Sister blog of Physicists of the Caribbean. Shorter, more focused posts specialising in astronomy and data visualisation.

Wednesday 24 May 2023

The Return of the Failures

Another day, another paper on how exciting Ultra Diffuse Galaxies are. 

At first, these large, faint galaxies were just wholly unexpected, and that was weird enough by itself. But the natural question was how massive they were. Could they be as massive as the Milky Way, having loads of dark matter but hardly any stars for some reason ? Or could they be relative lightweights, more like dwarf galaxies but much more extended ?

Answers have varied over time, but it seems like the picture is at least beginning to clear. Ultra Diffuse Galaxies do seem to fit some scaling relations of typical dwarf galaxies, but it now looks like their dynamics are markedly different. Rather than being "failed" Milky Way galaxies, they're equally surprising but in the exact opposite sense : they have much less dark matter than expected rather than more, in extreme cases even consistent with having none at all. See that last link for a more detailed overview.

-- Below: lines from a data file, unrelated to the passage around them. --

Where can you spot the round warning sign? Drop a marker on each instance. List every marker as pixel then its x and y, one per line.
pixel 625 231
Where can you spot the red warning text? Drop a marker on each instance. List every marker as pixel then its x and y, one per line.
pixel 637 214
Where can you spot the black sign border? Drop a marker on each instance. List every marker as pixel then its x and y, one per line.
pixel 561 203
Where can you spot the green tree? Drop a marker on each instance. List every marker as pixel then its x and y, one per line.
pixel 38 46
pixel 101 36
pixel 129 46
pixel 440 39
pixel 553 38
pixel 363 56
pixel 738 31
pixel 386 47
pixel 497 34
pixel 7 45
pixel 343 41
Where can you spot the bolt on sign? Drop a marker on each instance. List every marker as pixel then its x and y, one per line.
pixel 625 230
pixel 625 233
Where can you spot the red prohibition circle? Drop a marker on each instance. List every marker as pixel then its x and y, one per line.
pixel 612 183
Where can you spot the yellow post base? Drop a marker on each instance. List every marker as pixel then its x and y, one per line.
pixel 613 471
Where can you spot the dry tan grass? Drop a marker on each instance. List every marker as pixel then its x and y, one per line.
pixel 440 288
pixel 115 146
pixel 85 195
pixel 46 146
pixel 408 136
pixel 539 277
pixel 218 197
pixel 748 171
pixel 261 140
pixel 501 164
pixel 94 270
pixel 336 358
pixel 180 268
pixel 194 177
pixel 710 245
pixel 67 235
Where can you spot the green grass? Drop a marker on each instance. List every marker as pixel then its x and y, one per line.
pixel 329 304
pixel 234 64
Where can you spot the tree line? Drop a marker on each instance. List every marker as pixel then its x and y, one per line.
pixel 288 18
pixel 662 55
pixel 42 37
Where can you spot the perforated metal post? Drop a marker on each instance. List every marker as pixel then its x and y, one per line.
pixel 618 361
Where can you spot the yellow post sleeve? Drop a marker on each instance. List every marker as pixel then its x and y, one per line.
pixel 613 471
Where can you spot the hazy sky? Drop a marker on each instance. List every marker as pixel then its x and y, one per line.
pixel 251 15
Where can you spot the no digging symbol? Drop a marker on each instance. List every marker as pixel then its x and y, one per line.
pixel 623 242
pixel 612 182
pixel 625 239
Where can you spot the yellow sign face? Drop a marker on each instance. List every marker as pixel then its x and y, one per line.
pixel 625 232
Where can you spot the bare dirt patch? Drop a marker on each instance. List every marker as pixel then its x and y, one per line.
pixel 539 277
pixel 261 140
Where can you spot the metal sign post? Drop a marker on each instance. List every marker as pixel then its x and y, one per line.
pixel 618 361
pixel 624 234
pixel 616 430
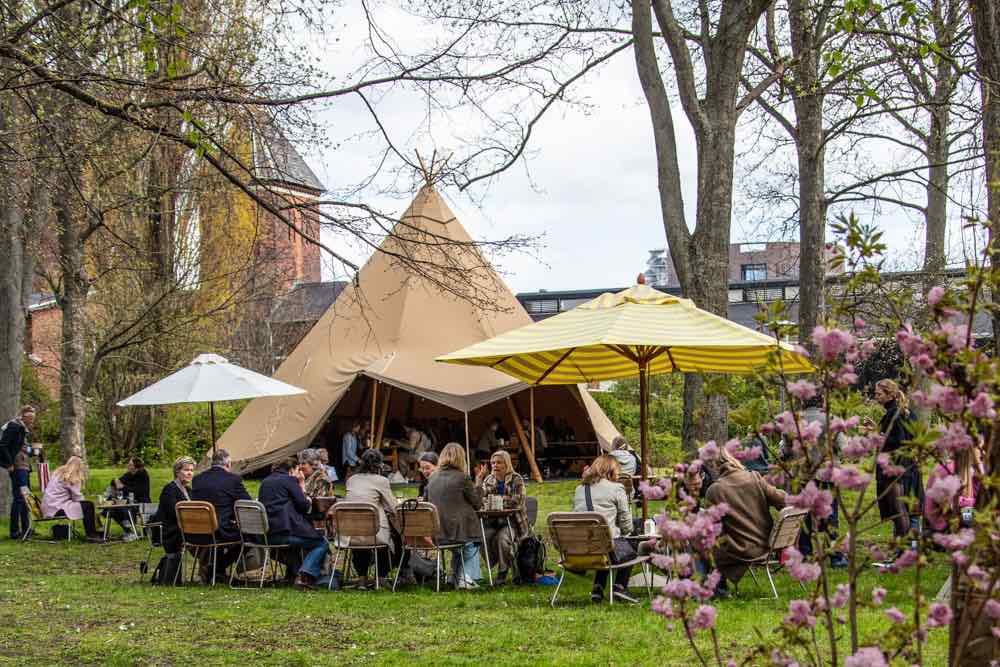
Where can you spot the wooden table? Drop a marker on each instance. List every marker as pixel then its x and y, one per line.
pixel 131 508
pixel 484 514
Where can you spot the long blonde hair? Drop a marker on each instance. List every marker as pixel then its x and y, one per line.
pixel 453 456
pixel 73 472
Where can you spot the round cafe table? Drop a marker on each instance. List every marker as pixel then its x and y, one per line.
pixel 504 514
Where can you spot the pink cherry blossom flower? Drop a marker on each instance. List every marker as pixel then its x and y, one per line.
pixel 849 477
pixel 939 615
pixel 869 656
pixel 956 541
pixel 704 618
pixel 982 406
pixel 802 389
pixel 942 490
pixel 800 614
pixel 895 615
pixel 820 503
pixel 954 438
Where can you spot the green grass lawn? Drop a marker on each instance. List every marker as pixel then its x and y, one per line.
pixel 81 604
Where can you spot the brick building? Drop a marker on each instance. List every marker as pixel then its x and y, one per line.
pixel 286 270
pixel 748 262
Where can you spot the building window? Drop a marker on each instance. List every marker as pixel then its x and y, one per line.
pixel 753 272
pixel 543 306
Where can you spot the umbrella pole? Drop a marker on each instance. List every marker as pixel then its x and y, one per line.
pixel 211 418
pixel 643 417
pixel 468 459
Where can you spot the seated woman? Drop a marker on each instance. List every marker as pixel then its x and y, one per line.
pixel 501 541
pixel 368 485
pixel 166 512
pixel 134 483
pixel 457 499
pixel 63 497
pixel 283 495
pixel 428 466
pixel 601 492
pixel 747 526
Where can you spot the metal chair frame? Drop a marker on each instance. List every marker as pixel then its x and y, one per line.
pixel 197 517
pixel 420 523
pixel 362 521
pixel 585 543
pixel 251 518
pixel 784 534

Today's paper is another twist in the saga. It says, "hold on there just a minute. Actually some of them might be really massive after all !".

In principle, both of these outcomes are excitingly weird. Nobody ever predicted "failed" Milky Way galaxies, or galaxies having strongly varying dark matter fractions - especially those found in isolation, where we can't just claim it was removed by tidal interactions and suchlike.

I do have some minor quibbles with this paper. I don't remember there being all that much "enthusiasm" for the failed Milky Way hypothesis : sure, everyone would like this to be true because it would punch a massive hole in the standard model, but it always seemed to me that this claim was being made pretty much by one group and nobody else. I also have some issue with saying that the large dwarf hypothesis is a natural "prediction" of CDM; it may well be explicable in CDM, but nobody predicted this population prior to its discovery. Lastly, I don't like the way they keep insisting this work is the first kinematic evidence for very massive UDGs. Yes, the famous Dragonfly 44 is no longer thought to be so massive, but it's stretching the language a bit to then say that this paper is therefore now the first such evidence. Just make the claims, they're exciting enough without the forced superlatives.

That said, I have no issue with the claims at all. I think it's a very detailed, compelling work, and though it unavoidably has issues with small number statistics, I think the authors have done as good a job as possible in trying to mitigate this.

The problem in measuring the rotation speeds of UDGs, which you need to get their total mass, is that they're bloody faint. So here they select UDGs in the Virgo Cluster which have plenty of globular clusters. These have much higher surface brightness so they're easier to measure. Nevertheless, the observations took a long time, beginning in 2017 but delayed due to, "unusual events such as an earthquake, the Kilauea volcanic explosion, a snow blackout, and the pandemic." If that's not sufficient excuse then I don't know what is.

The upshot is that about half their sample of galaxies has about the typical expected velocity dispersion (i.e. total mass) given their optical luminosity, but the rest extends to very much higher velocities. The only potentially significant criticism I can think of here is that it's unclear if their comparison sample (of normal galaxies) is also measured using globular clusters, or if that's done through the stars in the main body of the galaxies. However, it's been previously shown that this method works, though I've not checked the cited paper for this.

It also seems unlikely that they could have misidentified enough globular clusters to have got the measurements wrong. They've been quite conservative in their cluster selection, only choosing those close to the galaxy and at similar velocities, so the chance of interlopers is small. Also some of the galaxies are at quite different velocities to the cluster mean, so the chance of interlopers at the same velocities is even lower in those cases. 

Could they just be galaxies which are being disturbed as they fall through the cluster ? In principle this could perturb them from equilibrium and so the equation calculating the dynamical mass would be invalid. But weirdly, there's a neat anti-correlation between density of the environment and velocity dispersion : the galaxies with the highest dispersions have the fewest neighbours ! If their high dispersions were a result of some cluster-based process, you'd expect to see this more strongly in the densest parts of the cluster. 

I'm putting this one firmly into the "intriguing" category. As they say, no cosmological simulations predict the existence of failed giant galaxies. 

What does this mean for our theory of galaxy formation, then ? At the moment, nothing much. The sample is too small and in a cluster, which are complex places full of weird stuff anyway. It's just not possible to say at the moment if these are "exotica" - weird, anomalous objects, interesting by themselves but not indicative of anything more broadly - or genuinely indicating that something really very strange indeed is going on. We'll see.